The two main leaders of the RT had different evaluations of the SWP. Robertson's position led the SWP to expel him and his supporters first. Wohlforth's split the RT by remaining in the SWP. His supporters formed a group named the Reorganised Minority Tendency, but were themselves expelled a short while later. They then formed the American Committee of the Fourth International (ACFI) and became the United States section of the ICFI now dominated by Healy.
The ACFI grew throughout the 1960s along with every other leftist grouping. Many of its recruitment techniques were directly cribbed from those used by the Healyite WRP in Britain. Thus youth recruitment was based on drawing youth towards the group based on the organisation of events which combined entertainment and politics. Recruits were then encouraged to work for the group carrying out tasks at a frantic rate. The result was a high level of recruitment but the swift loss of most recruits through 'burnout'.
The ACFI was renamed the Workers League (WL) and did develop into a nationwide organisation of some hundreds of members.
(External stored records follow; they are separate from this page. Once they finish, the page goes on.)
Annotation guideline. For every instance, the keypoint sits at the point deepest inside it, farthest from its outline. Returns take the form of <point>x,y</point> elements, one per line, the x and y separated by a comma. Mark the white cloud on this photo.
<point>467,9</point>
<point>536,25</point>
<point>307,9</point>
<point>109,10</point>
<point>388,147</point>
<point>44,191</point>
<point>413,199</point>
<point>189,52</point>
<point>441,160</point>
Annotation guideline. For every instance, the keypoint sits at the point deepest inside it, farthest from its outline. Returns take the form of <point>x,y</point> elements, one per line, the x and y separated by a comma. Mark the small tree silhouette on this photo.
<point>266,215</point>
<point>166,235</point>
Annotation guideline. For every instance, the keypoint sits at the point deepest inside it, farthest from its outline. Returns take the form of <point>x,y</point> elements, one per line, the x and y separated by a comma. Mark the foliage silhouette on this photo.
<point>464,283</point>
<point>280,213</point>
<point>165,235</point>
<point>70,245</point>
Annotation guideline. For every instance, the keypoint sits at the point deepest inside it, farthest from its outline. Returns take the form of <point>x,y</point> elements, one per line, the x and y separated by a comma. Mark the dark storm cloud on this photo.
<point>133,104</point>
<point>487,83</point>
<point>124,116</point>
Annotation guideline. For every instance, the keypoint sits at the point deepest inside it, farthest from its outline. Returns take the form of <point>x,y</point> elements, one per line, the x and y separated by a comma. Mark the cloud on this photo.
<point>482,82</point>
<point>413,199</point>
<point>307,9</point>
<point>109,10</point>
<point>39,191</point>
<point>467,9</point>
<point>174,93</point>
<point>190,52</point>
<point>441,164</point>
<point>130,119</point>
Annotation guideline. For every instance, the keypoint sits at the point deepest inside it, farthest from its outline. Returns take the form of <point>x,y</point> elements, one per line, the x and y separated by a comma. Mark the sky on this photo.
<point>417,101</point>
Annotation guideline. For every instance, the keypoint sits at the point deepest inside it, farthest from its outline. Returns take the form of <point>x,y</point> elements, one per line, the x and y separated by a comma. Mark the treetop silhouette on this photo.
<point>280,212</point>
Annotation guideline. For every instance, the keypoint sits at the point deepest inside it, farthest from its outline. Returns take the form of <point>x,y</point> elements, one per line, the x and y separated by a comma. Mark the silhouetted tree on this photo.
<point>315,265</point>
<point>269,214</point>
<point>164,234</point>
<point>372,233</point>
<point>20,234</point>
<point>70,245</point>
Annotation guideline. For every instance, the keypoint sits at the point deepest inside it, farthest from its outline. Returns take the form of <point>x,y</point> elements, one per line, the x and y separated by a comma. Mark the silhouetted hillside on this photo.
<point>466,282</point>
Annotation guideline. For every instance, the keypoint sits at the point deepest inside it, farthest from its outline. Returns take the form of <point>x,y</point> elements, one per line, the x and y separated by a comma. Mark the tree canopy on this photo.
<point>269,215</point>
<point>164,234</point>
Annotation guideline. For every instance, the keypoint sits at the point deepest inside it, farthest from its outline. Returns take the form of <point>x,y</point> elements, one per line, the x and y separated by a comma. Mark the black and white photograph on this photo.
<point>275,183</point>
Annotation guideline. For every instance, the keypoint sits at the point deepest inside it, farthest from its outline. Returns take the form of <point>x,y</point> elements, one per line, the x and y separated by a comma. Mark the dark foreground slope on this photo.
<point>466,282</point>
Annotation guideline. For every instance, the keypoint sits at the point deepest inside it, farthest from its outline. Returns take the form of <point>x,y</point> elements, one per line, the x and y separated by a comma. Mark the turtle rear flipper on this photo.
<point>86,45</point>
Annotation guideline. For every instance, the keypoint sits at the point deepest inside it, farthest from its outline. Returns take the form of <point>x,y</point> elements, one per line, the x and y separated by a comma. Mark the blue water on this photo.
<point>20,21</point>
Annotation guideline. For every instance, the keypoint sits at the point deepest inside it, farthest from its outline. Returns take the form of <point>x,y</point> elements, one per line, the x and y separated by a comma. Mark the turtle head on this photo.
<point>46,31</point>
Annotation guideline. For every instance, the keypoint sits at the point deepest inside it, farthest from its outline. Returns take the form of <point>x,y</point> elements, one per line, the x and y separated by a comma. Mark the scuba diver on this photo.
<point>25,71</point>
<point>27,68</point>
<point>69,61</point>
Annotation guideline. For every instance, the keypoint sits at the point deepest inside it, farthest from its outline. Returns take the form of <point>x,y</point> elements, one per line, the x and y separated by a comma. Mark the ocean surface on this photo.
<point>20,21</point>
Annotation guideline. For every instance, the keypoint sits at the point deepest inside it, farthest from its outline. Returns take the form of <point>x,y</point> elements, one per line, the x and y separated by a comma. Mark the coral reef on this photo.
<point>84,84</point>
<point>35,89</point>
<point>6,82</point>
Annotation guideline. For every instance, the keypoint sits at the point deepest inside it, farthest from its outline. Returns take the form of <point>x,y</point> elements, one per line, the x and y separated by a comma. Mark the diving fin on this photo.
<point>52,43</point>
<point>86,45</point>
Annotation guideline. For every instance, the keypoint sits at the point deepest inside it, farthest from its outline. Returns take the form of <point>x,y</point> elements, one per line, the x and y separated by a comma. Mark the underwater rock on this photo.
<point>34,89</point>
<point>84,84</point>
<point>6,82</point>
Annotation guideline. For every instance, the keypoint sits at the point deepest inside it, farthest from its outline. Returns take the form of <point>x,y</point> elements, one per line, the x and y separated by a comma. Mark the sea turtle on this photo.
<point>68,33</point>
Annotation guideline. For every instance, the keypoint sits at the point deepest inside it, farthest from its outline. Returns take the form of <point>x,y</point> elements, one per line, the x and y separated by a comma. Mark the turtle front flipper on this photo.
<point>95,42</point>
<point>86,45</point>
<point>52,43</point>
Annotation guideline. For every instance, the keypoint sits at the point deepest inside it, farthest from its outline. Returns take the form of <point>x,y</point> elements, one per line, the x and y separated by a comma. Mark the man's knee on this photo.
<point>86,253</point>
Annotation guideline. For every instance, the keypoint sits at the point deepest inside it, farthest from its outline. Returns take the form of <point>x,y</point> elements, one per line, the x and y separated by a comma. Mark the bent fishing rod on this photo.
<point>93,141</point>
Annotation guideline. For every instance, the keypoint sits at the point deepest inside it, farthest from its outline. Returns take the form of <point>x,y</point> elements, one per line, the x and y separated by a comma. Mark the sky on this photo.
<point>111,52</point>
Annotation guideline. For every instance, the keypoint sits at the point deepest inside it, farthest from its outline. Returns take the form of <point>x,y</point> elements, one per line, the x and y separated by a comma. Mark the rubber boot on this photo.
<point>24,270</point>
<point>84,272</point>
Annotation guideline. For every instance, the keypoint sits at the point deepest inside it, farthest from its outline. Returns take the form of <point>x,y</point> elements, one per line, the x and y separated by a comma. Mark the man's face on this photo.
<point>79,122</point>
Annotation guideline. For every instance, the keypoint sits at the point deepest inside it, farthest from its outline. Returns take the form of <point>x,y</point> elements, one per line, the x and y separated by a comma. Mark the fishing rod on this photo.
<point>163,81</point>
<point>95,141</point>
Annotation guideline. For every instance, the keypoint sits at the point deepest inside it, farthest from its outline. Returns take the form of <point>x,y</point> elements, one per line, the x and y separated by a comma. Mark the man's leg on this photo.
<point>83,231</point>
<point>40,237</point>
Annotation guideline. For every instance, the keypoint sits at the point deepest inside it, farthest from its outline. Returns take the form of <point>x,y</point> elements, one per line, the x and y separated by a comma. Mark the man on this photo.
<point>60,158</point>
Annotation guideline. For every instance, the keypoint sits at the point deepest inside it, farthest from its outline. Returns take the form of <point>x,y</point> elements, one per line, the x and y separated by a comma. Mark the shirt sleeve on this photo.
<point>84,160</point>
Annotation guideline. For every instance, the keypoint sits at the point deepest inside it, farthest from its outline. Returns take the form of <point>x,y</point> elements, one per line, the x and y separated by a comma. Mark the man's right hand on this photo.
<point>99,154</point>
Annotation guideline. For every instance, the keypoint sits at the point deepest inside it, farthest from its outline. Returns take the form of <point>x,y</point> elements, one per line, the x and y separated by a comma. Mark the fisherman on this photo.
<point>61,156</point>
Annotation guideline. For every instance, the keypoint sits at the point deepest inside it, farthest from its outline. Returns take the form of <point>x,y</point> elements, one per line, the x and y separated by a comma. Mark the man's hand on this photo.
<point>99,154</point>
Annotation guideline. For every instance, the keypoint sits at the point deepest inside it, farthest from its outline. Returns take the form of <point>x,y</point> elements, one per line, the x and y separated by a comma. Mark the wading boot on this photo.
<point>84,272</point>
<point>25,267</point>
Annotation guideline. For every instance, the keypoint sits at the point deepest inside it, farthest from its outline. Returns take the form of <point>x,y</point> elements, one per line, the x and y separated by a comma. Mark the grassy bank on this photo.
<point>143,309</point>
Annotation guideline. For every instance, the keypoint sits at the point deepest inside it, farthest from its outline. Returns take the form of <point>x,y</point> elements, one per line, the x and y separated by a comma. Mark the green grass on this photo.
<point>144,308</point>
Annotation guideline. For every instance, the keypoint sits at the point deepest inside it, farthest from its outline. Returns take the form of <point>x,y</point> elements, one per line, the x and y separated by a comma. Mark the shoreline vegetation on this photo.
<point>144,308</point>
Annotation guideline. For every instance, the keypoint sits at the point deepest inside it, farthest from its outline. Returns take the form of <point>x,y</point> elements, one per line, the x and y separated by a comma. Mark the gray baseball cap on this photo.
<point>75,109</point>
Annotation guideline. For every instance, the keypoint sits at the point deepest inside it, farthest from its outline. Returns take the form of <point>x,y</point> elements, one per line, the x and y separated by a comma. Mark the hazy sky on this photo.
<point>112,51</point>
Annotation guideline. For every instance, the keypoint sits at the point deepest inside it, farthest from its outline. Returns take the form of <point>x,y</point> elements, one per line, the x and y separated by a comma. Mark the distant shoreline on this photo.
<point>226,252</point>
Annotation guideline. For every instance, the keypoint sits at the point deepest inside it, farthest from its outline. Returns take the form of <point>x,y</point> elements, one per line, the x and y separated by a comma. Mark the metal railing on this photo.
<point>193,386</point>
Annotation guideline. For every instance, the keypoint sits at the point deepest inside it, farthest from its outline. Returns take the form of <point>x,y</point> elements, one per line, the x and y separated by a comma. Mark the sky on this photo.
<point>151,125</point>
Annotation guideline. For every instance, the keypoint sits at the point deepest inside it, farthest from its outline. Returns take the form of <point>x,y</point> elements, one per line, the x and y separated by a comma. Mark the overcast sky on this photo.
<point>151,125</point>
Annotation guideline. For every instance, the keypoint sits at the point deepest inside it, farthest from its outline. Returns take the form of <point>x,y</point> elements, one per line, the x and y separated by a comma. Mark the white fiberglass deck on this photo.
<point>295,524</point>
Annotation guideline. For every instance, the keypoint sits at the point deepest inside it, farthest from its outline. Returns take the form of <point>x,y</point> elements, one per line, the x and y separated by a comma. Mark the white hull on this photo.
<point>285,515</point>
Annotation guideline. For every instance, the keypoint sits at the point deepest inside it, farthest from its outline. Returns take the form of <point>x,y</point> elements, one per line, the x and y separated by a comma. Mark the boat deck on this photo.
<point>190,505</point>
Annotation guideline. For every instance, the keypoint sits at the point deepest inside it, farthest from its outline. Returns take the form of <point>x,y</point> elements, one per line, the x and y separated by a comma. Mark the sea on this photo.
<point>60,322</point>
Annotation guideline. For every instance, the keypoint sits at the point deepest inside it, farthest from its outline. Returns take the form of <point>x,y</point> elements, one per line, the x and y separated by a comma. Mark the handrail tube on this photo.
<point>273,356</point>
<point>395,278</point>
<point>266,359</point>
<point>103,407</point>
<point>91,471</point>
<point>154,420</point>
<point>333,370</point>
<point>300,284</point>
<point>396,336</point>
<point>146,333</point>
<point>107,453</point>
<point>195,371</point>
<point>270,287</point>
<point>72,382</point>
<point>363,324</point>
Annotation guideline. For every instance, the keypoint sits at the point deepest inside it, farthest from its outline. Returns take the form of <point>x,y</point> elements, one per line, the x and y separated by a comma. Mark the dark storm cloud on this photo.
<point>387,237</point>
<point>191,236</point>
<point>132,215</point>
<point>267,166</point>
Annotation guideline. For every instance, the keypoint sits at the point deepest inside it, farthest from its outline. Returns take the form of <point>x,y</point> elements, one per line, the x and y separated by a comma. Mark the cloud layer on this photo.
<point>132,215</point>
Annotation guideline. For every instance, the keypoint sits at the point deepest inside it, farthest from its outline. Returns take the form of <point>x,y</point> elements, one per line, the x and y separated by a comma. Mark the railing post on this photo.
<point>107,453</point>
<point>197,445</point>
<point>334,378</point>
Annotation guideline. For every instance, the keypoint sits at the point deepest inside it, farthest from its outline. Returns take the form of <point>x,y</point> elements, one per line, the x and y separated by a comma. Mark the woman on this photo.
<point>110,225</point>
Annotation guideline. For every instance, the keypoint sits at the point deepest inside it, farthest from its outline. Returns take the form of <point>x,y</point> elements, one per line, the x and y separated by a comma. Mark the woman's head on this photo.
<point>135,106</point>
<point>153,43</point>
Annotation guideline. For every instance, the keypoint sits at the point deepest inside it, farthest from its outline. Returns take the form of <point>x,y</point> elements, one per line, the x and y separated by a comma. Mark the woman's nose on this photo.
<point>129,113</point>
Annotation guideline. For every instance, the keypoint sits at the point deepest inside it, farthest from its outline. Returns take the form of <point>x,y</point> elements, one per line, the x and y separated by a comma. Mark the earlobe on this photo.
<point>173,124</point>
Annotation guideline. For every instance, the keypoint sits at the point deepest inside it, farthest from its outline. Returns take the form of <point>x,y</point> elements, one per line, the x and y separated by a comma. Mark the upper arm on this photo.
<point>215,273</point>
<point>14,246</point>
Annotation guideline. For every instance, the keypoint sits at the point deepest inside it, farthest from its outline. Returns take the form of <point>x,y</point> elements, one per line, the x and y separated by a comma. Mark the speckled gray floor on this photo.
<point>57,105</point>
But if burnout was a problem for rank and file members it was a major problem for the leadership around Tim Wohlforth and Nancy Fields and a collapse developed in 1972. Having aped the British Healyites and basically subjected themselves to them when Healy decided that Wohlforth and Fields were no longer the right people to run the WL they had no defence. Therefore when Healy declared that Wohlforth and Fields were agents of the CIA all they could do was resign from the WL in abject defeat.
In the midst of turmoil in Healy's group, by then called the Workers Revolutionary Party, the group renamed itself the Socialist Equality Party in 1984. It is now based in Michigan and occasionally endorses presidential candidates; it most recently endorsed John Christopher Burton when he ran in the California recall. The party publishes a website called the World Socialist Web Site and an occasional journal, the World Socialist Web Site Review.